Successivamente a questo episodio, come già raccontato dal Dubbio, Martina - allontanata dai suoi genitori dopo essere stata abbandonata da sola in casa, al punto che era stata la stessa minore a chiamare i carabinieri - aveva scritto sul suo diario di essersi spaventata, temendo di dover essere allontanata dalla casa delle affidatarie. In una lettera, inoltre, la bambina si era detta delusa dal comportamento di suo padre, che le aveva mentito affermando di essere stato autorizzato ad entrare in ospedale. «Caro papà - scriveva Martina il 4 novembre 2017 - mi manchi tanto però ti chiedo una cosa perché mi hai mentito in ospedale dicendo che tu ti sei messo d'accordo con Francesco Monopoli ( assistente sociale a processo, ndr) che potevi venire? Sei obbligato a rispondermi e un'altra cosa: tu mi hai già mentito dopo il patto che non dicevamo le bugie? Ciao e ricordati di rispondermi con la verità altrimenti non mi fiderò più di te. Ciao! Baci».

La veridicità della lettera, contestata dall’accusa, è stata invece confermata dai messaggi depositati nelle settimane scorse in udienza: la lettera, infatti, era stata inviata a Monopoli dalla famiglia affidataria, esattamente così come poi è stata consegnata al padre. Secondo l’accusa, Monopoli avrebbe scritto il falso nel descrivere un episodio di due giorni dopo, nel quale la madre si era dimostrata con atteggiamento aggressivo; tale circostanza viene confermata invece dalla coordinatrice infermieristica, Letizia Coradazzi, che pur non ricordando parole di minaccia rammentava però un atteggiamento fisico della madre che l’aveva costretta ad indietreggiare per due metri fino alla porta del reparto; la madre aveva infatti manifestato intenzione di entrare in reparto nonostante il rifiuto del personale ospedaliero. L’udienza ha però chiarito ulteriormente un’altra circostanza, ovvero il fatto che, fino a quel momento, non fosse stata formulata alcuna diagnosi di epilessia, dal momento che solo a seguito del ricovero del 10 ottobre 2017 sono stati eseguiti gli esami diagnostici che hanno consentito di ipotizzare l’esistenza di una sindrome di epilessia rolandica, dunque benigna, all’esordio. Un fatto confermato dalle parole di Frattini e dalla sua relazione, dalla quale si evince come solo a seguito degli esami strumentali, effettuati nei tre giorni di ricovero, sia stato possibile formulare una diagnosi.

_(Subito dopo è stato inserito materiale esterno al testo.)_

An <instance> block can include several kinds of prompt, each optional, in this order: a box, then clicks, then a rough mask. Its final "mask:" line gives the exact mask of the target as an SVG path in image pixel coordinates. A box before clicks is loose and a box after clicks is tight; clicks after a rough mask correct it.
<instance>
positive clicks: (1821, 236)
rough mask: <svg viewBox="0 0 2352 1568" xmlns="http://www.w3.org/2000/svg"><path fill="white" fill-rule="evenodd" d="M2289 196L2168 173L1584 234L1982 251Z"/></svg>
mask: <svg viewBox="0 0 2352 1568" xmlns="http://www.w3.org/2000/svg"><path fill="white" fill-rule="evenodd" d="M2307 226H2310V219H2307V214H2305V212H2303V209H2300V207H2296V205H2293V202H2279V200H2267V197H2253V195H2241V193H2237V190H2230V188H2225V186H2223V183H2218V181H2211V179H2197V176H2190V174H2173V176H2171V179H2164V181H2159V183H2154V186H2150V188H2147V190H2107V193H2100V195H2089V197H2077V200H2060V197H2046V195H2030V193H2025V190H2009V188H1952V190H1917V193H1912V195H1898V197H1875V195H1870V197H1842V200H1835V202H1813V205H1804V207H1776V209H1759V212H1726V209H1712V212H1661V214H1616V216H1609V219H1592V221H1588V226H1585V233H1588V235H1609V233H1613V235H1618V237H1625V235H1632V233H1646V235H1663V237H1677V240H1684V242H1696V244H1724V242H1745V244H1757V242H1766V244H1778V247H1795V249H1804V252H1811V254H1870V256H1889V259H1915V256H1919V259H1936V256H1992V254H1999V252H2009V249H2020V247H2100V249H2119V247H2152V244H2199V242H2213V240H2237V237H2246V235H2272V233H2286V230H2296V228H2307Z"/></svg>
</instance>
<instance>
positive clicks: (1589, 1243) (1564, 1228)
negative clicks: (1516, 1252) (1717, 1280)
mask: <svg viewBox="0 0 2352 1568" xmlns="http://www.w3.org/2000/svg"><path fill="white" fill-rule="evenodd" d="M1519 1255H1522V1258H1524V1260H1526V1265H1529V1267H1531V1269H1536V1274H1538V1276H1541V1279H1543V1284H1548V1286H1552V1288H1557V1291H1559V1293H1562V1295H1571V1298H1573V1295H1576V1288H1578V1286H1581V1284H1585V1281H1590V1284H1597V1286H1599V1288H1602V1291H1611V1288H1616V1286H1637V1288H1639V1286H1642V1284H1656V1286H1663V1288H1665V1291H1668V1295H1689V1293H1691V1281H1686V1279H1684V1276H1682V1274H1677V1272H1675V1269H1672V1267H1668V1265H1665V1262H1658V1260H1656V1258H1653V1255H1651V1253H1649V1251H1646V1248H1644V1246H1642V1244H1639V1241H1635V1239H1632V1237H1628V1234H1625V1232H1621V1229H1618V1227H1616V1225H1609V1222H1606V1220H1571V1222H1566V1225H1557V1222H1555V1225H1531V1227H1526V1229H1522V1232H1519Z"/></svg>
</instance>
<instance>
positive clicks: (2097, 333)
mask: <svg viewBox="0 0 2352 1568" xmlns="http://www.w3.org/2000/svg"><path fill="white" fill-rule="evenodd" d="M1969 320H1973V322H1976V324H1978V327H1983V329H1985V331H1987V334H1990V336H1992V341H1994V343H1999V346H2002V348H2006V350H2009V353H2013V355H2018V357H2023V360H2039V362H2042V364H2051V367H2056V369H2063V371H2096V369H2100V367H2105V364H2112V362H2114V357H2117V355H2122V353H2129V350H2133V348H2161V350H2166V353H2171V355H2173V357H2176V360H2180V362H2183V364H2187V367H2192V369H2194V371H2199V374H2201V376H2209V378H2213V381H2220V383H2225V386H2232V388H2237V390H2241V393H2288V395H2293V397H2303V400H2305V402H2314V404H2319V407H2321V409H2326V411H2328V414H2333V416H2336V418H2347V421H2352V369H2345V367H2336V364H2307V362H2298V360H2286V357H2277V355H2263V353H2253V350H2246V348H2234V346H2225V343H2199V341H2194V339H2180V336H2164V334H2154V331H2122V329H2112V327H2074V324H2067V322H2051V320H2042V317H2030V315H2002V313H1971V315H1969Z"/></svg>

Secondo la procura, invece, i servizi sociali avrebbero volontariamente taciuto la diagnosi a loro nota di epilessia in alcune relazioni risalenti a diversi mesi prima del ricovero, relazioni nelle quali le due crisi registrate a gennaio e aprile erano state classificate, insieme ad altri comportamenti tenuti dalla bambina, come possibili sintomi di una sindrome dissociativa collegata ad esperienze traumatiche vissute nella famiglia di origine. Come confermato da Frattini in aula, però, fino a quel momento nessuna ipotesi poteva essere effettivamente esclusa. E per effettuare una diagnosi certa non sarebbero stati sufficienti nemmeno l’elettroencefalogramma - che dava delle tracce compatibili con l’epilessia rolandica - e la risonanza magnetica eseguiti a seguito del ricovero ospedaliero: solo attraverso il follow- up successivo, cioè in assenza di episodi ulteriori di epilessia frequenti, ha spiegato Frattini, era possibile escludere patologie diverse.